Intelligent Things: Autonomous or Augmentative?
The examples of smart homes show two different directions in which research on smart things can move. One is toward intelligent autonomy, systems that attempt to infer the intentions of people. The other is toward intelligent augmentation, providing useful tools but letting people decide when and where they are to be used. Both systems have their merits, and both have their problems.
Augmentative tools are comforting, for they leave the decisions about activities to people. Thus, we can take them or leave them, choosing those that we feel aid our lives, ignoring those that do not. Moreover, because these are voluntary, different people can make different choices, so that people can choose whatever mix of technology suits their life style.
Autonomous devices can be useful when jobs are dull, dangerous, or dirty. Autonomous tools are useful when the task otherwise could not be accomplished. Consider search-and-rescue missions in dangerous situations, for example, into the rubble of buildings after major earthquakes, fires, or explosions. Moreover, in situations where people could do the task, it is often very nice when someone else does the work for us, even when that someone else is a machine.

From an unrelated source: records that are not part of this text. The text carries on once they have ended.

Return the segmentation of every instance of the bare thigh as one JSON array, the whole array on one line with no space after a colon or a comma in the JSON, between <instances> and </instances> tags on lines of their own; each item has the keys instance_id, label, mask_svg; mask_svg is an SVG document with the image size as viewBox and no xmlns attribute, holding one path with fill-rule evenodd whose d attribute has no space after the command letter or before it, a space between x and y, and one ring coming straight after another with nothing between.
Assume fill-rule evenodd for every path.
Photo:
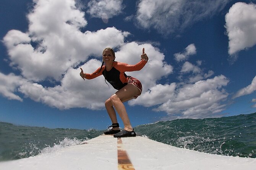
<instances>
[{"instance_id":1,"label":"bare thigh","mask_svg":"<svg viewBox=\"0 0 256 170\"><path fill-rule=\"evenodd\" d=\"M115 93L117 96L122 102L128 101L133 98L134 96L138 95L141 93L139 90L134 85L128 84Z\"/></svg>"}]
</instances>

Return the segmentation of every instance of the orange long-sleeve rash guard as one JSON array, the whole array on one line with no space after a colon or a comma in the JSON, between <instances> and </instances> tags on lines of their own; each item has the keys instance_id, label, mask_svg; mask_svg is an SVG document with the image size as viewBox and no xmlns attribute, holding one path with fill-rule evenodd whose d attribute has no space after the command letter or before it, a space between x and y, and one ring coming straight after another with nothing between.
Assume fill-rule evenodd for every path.
<instances>
[{"instance_id":1,"label":"orange long-sleeve rash guard","mask_svg":"<svg viewBox=\"0 0 256 170\"><path fill-rule=\"evenodd\" d=\"M107 81L114 88L119 90L127 84L130 77L127 75L125 72L139 71L145 66L147 63L147 61L143 60L136 64L130 65L123 63L114 61L113 66L109 71L105 70L105 66L104 65L100 71L100 67L93 73L86 73L85 78L91 79L100 75L103 75Z\"/></svg>"}]
</instances>

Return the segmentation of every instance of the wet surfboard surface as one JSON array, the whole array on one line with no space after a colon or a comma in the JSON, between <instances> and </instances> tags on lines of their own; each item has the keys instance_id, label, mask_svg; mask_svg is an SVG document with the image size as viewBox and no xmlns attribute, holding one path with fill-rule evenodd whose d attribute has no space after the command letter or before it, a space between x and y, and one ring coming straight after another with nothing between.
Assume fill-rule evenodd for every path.
<instances>
[{"instance_id":1,"label":"wet surfboard surface","mask_svg":"<svg viewBox=\"0 0 256 170\"><path fill-rule=\"evenodd\" d=\"M0 162L11 170L251 170L256 159L180 148L142 136L101 135L51 153Z\"/></svg>"}]
</instances>

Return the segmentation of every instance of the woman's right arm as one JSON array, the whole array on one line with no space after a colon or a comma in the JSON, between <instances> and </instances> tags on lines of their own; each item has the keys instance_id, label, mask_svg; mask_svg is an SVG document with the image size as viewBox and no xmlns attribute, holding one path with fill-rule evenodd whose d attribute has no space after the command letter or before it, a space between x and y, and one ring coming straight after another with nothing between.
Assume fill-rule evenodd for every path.
<instances>
[{"instance_id":1,"label":"woman's right arm","mask_svg":"<svg viewBox=\"0 0 256 170\"><path fill-rule=\"evenodd\" d=\"M81 69L81 72L80 72L80 76L81 76L81 77L83 78L83 79L84 79L84 80L85 80L85 78L89 80L92 79L96 78L97 77L99 76L100 75L102 75L102 71L104 70L103 69L102 69L102 70L101 70L99 72L99 70L100 69L100 67L99 67L98 68L98 69L96 70L95 72L94 72L94 73L99 72L99 73L97 74L95 74L94 73L90 74L89 73L84 73L84 71L83 70L82 68L80 68L80 69Z\"/></svg>"}]
</instances>

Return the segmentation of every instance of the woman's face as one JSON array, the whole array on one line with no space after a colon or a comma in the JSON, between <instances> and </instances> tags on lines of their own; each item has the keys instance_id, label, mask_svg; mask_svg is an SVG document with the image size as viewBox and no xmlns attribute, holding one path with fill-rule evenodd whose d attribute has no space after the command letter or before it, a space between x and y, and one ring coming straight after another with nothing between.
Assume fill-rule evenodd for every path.
<instances>
[{"instance_id":1,"label":"woman's face","mask_svg":"<svg viewBox=\"0 0 256 170\"><path fill-rule=\"evenodd\" d=\"M113 63L115 60L114 56L110 50L107 50L104 51L102 55L103 61L105 63Z\"/></svg>"}]
</instances>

Still, some tasks are simply not yet ready to be automated. “Automation always looks good on paper. . . . Sometimes you need real people,” read the headline of a New York Times article commenting on the Denver, Colorado, airport’s failed attempt to get its automated baggage-handling system to work properly. This system, the article claimed, “immediately became famous for its ability to mangle or misplace a good portion of everything that wandered into its path.” After ten years of trying and the expenditure of hundreds of millions of dollars, the airport gave up and dismantled the system.